Entre o prazer e o equilíbrio

Apesar das ressalvas, demonizar as versões zero também seria um equívoco. Para pessoas com diabetes ou em processo de emagrecimento, essas opções podem ter um papel estratégico. A própria Organização Mundial da Saúde (OMS) reconhece que, nesses casos, o uso moderado de adoçantes pode auxiliar na adesão a dietas e no controle glicêmico.

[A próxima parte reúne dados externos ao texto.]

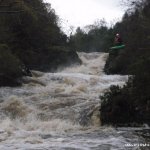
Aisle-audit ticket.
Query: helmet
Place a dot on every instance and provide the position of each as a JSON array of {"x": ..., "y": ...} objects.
[{"x": 117, "y": 34}]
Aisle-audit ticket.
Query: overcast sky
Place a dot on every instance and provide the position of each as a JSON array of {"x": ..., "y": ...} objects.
[{"x": 85, "y": 12}]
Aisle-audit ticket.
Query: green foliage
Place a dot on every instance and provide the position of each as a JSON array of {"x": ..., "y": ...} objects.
[
  {"x": 98, "y": 38},
  {"x": 132, "y": 102}
]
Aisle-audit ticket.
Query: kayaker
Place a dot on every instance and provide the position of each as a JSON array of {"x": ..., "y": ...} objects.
[{"x": 118, "y": 40}]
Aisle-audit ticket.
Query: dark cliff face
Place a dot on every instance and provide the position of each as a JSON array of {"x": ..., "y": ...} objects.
[{"x": 132, "y": 102}]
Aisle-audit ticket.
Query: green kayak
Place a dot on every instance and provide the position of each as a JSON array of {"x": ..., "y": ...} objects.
[{"x": 117, "y": 47}]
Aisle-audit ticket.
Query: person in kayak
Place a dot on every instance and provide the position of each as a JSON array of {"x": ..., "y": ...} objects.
[{"x": 118, "y": 40}]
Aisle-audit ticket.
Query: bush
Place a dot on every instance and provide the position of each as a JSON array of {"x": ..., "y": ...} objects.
[{"x": 10, "y": 67}]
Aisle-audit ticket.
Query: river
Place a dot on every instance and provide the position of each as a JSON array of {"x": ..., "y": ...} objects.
[{"x": 60, "y": 111}]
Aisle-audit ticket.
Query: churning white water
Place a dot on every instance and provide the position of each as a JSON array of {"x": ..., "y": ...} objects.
[{"x": 60, "y": 111}]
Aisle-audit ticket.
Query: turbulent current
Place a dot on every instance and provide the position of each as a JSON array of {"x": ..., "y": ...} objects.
[{"x": 60, "y": 111}]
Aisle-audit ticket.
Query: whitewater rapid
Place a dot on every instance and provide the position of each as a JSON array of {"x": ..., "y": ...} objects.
[{"x": 60, "y": 111}]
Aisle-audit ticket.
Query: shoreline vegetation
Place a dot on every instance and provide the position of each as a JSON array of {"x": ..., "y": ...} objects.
[
  {"x": 31, "y": 39},
  {"x": 130, "y": 105}
]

A nutricionista Mônica Beyruti, da Associação Brasileira para o Estudo da Obesidade (Abeso), explica: “Se o profissional tira completamente o sabor doce da dieta, muitos pacientes não conseguem seguir o plano. As bebidas zero, quando consumidas com moderação, podem ajudar nessa transição”.

O nutricionista Thiago Barros, da Unifesp, complementa que o refrigerante zero pode funcionar como uma “contenção de danos” enquanto o indivíduo ajusta a alimentação. “A vontade exagerada por doces muitas vezes vem de desequilíbrios nutricionais. O zero pode evitar excessos até o organismo se estabilizar.”

Desmistificando o sódio e as calorias

Um dos mitos mais comuns é o de que as bebidas zero têm mais sódio do que as versões tradicionais. Barros explica que uma lata de Coca-Cola Zero contém cerca de 50 mg do mineral — apenas 2,5% do limite diário recomendado pela OMS. “Há marmitas ‘fit’ congeladas que ultrapassam 60% do valor diário de sódio, e ninguém questiona”, ironiza o especialista.

Além disso, muitos alimentos “zero açúcar” compensam a ausência de doçura com mais gordura, o que pode igualar ou até superar o valor calórico da versão original. Por isso, ler os rótulos e compreender os ingredientes é essencial.

Conclusão: o “zero” ideal é o do exagero

Em resumo, o rótulo “zero” não é um selo de saúde, mas tampouco um vilão absoluto. Essas bebidas podem ter utilidade em contextos específicos — como o controle glicêmico ou a reeducação alimentar —, desde que o consumo seja consciente e eventual.

A verdadeira questão não está no refrigerante em si, mas no hábito. Se a alimentação for equilibrada, uma latinha gelada de vez em quando não será o fim do mundo. Afinal, o “zero problema” só existe quando há zero exagero.